Sejak hari pertama, kawasan acara dipenuhi antusiasme diaspora Indonesia, warga Jepang, hingga wisatawan mancanegara yang ingin merasakan atmosfer Indonesia di Negeri Sakura. Nuansa merah putih, alunan musik tradisional, hingga aroma kuliner khas Indonesia membuat Nagoya seakan berubah menjadi miniatur Nusantara.
Indonesia Fair 2026 digagas oleh Kinarya bersama komunitas diaspora Indonesia TIG sebagai upaya memperkenalkan kekayaan budaya dan potensi ekonomi Indonesia kepada masyarakat Jepang. Acara ini juga mendapat dukungan dari KBRI Tokyo, APEKSI, Be Indonesia, Konsulat Kehormatan RI di Nagoya, serta PPI Nagoya.
Tak hanya menjadi ajang hiburan, kegiatan ini juga membuka peluang kerja sama ekonomi antar kedua negara. Forum bisnis yang berlangsung di Sakae Gas Building mempertemukan pelaku usaha Indonesia dan Jepang untuk membahas pengembangan investasi, UMKM, perdagangan, serta kolaborasi industri kreatif.
Pembukaan resmi Indonesia Fair 2026 dilakukan di Hikari Plaza oleh Wakil Duta Besar RI untuk Jepang, Maria Renata Hutagalung, bersama Direktur Kinarya Windu Wijaya dan sejumlah pejabat dari Pemerintah Kota Nagoya serta Prefektur Aichi.
Direktur Kinarya, Windu Wijaya, mengatakan bahwa Indonesia Fair bukan hanya sekadar event tahunan, tetapi juga menjadi wadah mempererat hubungan emosional diaspora Indonesia dengan budaya Tanah Air.
“Kami ingin menghadirkan Indonesia di tengah masyarakat Jepang sekaligus menjadi ruang temu diaspora agar tetap bangga terhadap identitas budaya bangsa,” ujarnya.

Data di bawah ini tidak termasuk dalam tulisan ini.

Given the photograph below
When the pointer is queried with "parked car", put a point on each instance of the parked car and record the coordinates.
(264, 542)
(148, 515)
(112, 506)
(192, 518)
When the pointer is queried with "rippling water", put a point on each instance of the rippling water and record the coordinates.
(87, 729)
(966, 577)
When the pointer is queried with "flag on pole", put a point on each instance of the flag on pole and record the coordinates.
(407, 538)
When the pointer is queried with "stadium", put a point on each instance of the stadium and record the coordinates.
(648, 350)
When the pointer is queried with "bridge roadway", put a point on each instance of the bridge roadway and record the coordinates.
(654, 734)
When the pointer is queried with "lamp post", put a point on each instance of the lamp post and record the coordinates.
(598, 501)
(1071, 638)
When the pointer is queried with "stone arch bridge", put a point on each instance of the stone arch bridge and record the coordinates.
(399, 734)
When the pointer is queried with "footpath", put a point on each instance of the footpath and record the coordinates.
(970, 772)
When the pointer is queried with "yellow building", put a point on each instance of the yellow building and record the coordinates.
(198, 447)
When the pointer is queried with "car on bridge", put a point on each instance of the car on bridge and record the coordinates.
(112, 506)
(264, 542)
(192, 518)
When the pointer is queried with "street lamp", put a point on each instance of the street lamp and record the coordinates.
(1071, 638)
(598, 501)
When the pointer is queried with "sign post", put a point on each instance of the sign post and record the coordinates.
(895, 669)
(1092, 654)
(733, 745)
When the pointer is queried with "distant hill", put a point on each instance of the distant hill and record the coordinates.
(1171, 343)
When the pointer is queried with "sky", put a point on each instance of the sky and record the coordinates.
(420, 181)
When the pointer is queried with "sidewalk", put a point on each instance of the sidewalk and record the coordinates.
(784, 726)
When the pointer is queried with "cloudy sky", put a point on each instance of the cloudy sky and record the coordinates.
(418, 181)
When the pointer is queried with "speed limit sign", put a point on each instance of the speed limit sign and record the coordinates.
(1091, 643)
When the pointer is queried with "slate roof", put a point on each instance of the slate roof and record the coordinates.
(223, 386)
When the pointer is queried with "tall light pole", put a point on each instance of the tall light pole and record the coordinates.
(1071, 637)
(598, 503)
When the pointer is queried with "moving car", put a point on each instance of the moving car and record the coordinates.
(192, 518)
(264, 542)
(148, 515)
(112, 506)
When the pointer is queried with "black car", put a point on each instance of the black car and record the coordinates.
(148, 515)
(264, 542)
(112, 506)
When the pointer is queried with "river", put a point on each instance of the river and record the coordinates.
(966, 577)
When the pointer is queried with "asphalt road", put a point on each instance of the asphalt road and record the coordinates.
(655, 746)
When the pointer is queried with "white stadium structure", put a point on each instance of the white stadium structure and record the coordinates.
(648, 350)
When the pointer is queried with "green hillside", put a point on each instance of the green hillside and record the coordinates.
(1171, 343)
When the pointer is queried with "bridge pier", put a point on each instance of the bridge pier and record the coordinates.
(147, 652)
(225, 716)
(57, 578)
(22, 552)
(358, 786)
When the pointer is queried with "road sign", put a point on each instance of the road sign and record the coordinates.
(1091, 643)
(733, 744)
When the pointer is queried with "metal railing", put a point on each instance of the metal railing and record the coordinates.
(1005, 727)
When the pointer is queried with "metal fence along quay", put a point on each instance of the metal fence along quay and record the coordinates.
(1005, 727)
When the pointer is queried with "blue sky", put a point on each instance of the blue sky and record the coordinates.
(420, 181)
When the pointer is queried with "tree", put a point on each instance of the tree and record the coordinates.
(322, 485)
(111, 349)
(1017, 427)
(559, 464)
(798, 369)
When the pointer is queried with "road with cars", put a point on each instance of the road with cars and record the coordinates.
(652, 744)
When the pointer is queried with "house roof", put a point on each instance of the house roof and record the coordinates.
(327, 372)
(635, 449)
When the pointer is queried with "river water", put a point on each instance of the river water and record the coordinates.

Beragam pertunjukan seni budaya turut memeriahkan acara, mulai dari tari tradisional, musik daerah, pertunjukan modern, hingga kolaborasi budaya Jepang melalui penampilan Oiran yang memukau para pengunjung. Perpaduan budaya dua negara tersebut menjadi simbol eratnya hubungan persahabatan Indonesia dan Jepang.
Suasana semakin hidup saat panggung hiburan menghadirkan musik dangdut ambyar, penampilan grup band diaspora, hingga bintang tamu Silet Open Up yang sukses membakar semangat penonton pada malam penutupan.
Di sisi lain, area kuliner menjadi salah satu titik paling ramai dikunjungi. Lebih dari 20 tenant makanan Indonesia menawarkan berbagai sajian favorit seperti sate, bakso, nasi Padang, mie ayam, hingga seblak yang menjadi incaran masyarakat Jepang dan pekerja migran Indonesia di Nagoya.
Selain promosi budaya dan kuliner, Indonesia Fair 2026 juga menjadi sarana memperkenalkan produk UMKM dan potensi daerah Indonesia kepada pasar internasional. Berbagai sponsor dan peserta pameran seperti BNI 46, GPPI, Solidaridad, DCOM, SBI Remiten, Rakuten Mobile, hingga Pemerintah Kota Mojokerto turut ambil bagian dalam mendukung suksesnya acara tersebut.
Dengan target lebih dari 10 ribu pengunjung, Indonesia Fair 2026 diharapkan mampu menjadi jembatan promosi budaya dan ekonomi Indonesia di Jepang sekaligus memperkuat hubungan bilateral kedua negara melalui pendekatan masyarakat dan budaya.